Prognostic Modeling of Parkinson's Disease Progression Using Early Longitudinal Patterns of Change.

Mov Disord

Department of Biostatistics and Bioinformatics, Duke University, Durham, North Carolina, USA.

Published: December 2021

AI Article Synopsis

  • - The study aims to create a predictive model to track the progression of Parkinson's disease (PD) from early stages (Hoehn and Yahr stage 1 or 2) to a more advanced stage (3), using easily measurable clinical data over time.
  • - By leveraging methods like joint modeling and multivariate functional principal component analysis, researchers developed this model using data from the Parkinson's Progression Marker Initiative (PPMI) and validated it with another study (LABS-PD), showing improved predictive accuracy compared to baseline-only models.
  • - The resulting prognostic index categorizes PD patients into low, mid, and high-risk groups for progression, facilitating better discussions between clinicians and patients about disease outlook and enabling more personalized treatment strategies based

Article Abstract

Background: Predicting Parkinson's disease (PD) progression may enable better adaptive and targeted treatment planning.

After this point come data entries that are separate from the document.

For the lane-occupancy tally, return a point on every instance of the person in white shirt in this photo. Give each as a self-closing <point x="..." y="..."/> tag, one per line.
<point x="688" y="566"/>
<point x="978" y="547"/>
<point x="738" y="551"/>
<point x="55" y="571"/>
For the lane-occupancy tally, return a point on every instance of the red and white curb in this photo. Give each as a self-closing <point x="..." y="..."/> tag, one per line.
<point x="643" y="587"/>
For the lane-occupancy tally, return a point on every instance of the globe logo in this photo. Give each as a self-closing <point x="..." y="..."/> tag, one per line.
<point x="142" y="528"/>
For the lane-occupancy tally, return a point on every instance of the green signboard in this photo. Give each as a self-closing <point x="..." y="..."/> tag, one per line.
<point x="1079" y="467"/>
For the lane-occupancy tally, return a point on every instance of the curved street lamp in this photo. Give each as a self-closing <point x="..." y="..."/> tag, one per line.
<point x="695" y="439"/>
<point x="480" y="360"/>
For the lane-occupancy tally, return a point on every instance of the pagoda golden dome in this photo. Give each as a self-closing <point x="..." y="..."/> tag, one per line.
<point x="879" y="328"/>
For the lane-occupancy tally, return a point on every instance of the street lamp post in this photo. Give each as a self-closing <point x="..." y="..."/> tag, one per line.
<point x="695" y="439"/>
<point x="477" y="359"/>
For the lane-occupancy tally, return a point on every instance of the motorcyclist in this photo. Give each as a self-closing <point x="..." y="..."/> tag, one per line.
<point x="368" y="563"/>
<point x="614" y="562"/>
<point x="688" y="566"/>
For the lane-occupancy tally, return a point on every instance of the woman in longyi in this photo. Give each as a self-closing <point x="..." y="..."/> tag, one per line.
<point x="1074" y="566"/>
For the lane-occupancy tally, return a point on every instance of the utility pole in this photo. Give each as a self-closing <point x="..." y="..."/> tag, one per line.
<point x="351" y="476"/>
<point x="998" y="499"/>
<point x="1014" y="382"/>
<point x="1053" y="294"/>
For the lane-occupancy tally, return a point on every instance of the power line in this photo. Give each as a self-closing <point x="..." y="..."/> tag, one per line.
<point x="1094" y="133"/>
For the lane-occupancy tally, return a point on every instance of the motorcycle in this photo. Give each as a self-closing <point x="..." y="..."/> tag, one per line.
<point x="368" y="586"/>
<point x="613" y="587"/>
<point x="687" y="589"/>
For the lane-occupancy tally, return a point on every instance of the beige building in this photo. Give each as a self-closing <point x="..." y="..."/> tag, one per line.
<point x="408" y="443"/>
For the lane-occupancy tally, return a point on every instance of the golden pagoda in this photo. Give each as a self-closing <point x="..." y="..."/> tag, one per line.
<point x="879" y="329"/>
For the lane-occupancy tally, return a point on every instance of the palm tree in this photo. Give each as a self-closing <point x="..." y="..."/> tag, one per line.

Objective: Develop a prognostic model using multiple, easily acquired longitudinal measures to predict temporal clinical progression from Hoehn and Yahr (H&Y) stage 1 or 2 to stage 3 in early PD.

Methods: Predictive longitudinal measures of PD progression were identified by the joint modeling method. Measures were extracted by multivariate functional principal component analysis methods and used as covariates in Cox proportional hazards models. The optimal model was developed from the Parkinson's Progression Marker Initiative (PPMI) data set and confirmed with external validation from the Longitudinal and Biomarker Study in PD (LABS-PD) study.

Results: The proposed prognostic model with longitudinal information of selected clinical measures showed significant advantages in predicting PD temporal progression in comparison to a model with only baseline information (iAUC = 0.812 vs. 0.743). The modeling results allowed the development of a prognostic index for categorizing PD patients into low, mid, and high risk of progression to HY 3 that is offered to facilitate physician-patient discussion on prognosis.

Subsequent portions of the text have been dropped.